Perturbation to the flat space metric

from the geodesic equation for non-relativistic case where $$v_i\ll c$$

$$\frac{dx^i}{dt}\ll1,{\rm for }\ c =1$$

$$\frac{dx^i}{d\tau}\ll\frac{dt}{d\tau}$$using this the geodesic equation for proper time $$\tau$$ becomes $$\frac{d^2x^\mu}{d\tau^2}+\tau{^\mu}_{00}(\frac{dt}{d\tau})^2=0.$$ if $$g_{ij}\ne f(t)$$ then $$\tau^{\mu}_{00}=-g^{\mu s}\frac{d g_{00}}{2d x^s}.$$Now if we assume that the curved part of the metric is a perturbation to the flat part

$$g_{ij}=\eta_{ij}({\rm flat})+h_{ij}({\rm perturbation})$$

Can anyone please help in how to calculate $$g^{ij}$$ if off diagonal terms are non-zero (for general case)?

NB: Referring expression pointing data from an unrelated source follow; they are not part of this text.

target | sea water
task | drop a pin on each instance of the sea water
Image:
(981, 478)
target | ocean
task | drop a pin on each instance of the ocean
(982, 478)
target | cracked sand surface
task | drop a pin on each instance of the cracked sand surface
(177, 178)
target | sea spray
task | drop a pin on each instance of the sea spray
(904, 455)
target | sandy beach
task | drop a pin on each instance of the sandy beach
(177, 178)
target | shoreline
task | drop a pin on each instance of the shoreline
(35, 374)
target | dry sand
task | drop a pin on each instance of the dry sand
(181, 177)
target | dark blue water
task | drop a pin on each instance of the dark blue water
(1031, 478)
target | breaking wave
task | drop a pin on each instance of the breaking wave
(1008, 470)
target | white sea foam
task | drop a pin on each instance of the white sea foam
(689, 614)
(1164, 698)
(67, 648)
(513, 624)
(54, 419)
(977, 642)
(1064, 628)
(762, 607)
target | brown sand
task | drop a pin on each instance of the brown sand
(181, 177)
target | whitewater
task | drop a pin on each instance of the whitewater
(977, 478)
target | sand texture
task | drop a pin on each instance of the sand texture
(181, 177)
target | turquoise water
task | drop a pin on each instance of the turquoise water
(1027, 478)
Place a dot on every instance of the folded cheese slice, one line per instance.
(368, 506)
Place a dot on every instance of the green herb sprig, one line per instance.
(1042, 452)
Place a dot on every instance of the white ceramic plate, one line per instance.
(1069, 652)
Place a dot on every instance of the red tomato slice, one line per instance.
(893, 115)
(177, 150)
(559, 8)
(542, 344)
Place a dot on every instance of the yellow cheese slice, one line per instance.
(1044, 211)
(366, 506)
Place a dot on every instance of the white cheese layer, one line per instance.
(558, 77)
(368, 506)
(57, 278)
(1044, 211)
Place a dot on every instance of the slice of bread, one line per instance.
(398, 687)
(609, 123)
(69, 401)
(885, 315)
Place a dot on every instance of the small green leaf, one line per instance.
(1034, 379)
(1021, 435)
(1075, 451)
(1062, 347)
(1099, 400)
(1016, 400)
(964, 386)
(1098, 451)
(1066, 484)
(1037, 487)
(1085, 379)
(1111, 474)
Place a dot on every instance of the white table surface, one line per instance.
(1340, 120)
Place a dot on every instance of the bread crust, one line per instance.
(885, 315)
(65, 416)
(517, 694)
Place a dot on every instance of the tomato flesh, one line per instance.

• What do you exactly mean by "calculating" $g^{ij}$? Are you asking how to obtain the raised-index $g^{ij}$ given you have the lowered-index $g_{ij}$? Or, are you asking how to obtain either of them in the first place?
– user87745
Feb 23, 2019 at 18:13
• He is askin how to obtain either of them, i think. Feb 23, 2019 at 18:32
• See my answer here physics.stackexchange.com/a/330277/133418 Feb 23, 2019 at 21:38

You're given $$g_{ij}=\eta_{ij}+h_{ij}$$ and you're interested in obtaining $$g^{ij}$$. You can do this by using the fact that $$g_{ij}g^{jk}=\delta^i_k$$, the Kronecker Delta function:
\begin{align} g_{ij}g^{jk}&=\left(\eta_{ij}+h_{ij}\right)g^{jk}\\ &=\eta_{ij}g^{jk}+h_{ij}g^{jk}\\ &=\delta^i_k \end{align} In hindsight, we can guess that this is true for $$g^{ik}=\eta^{ik}-h^{ik}$$: \begin{align} g_{ij}g^{jk}&=\left(\eta_{ij}+h_{ij}\right)\left(\eta^{ik}-h^{ik}\right)\\ &=\eta_{ij}\left(\eta^{ik}-h^{ik}\right)+h_{ij}\left(\eta^{ik}-h^{ik}\right)\\ &=\left(\delta^i_k-h_j^k\right)+\left(h^k_j-\mathcal{O}(h^2)\right)\\ &=\delta^i_k \end{align} We conclude that $$g^{ik}=\eta^{ik}-h^{ik}$$. If we had an explicit form for $$g_{ij}$$ we could also express $$g^{ik}$$ in an explicit form. Without it, we are done here.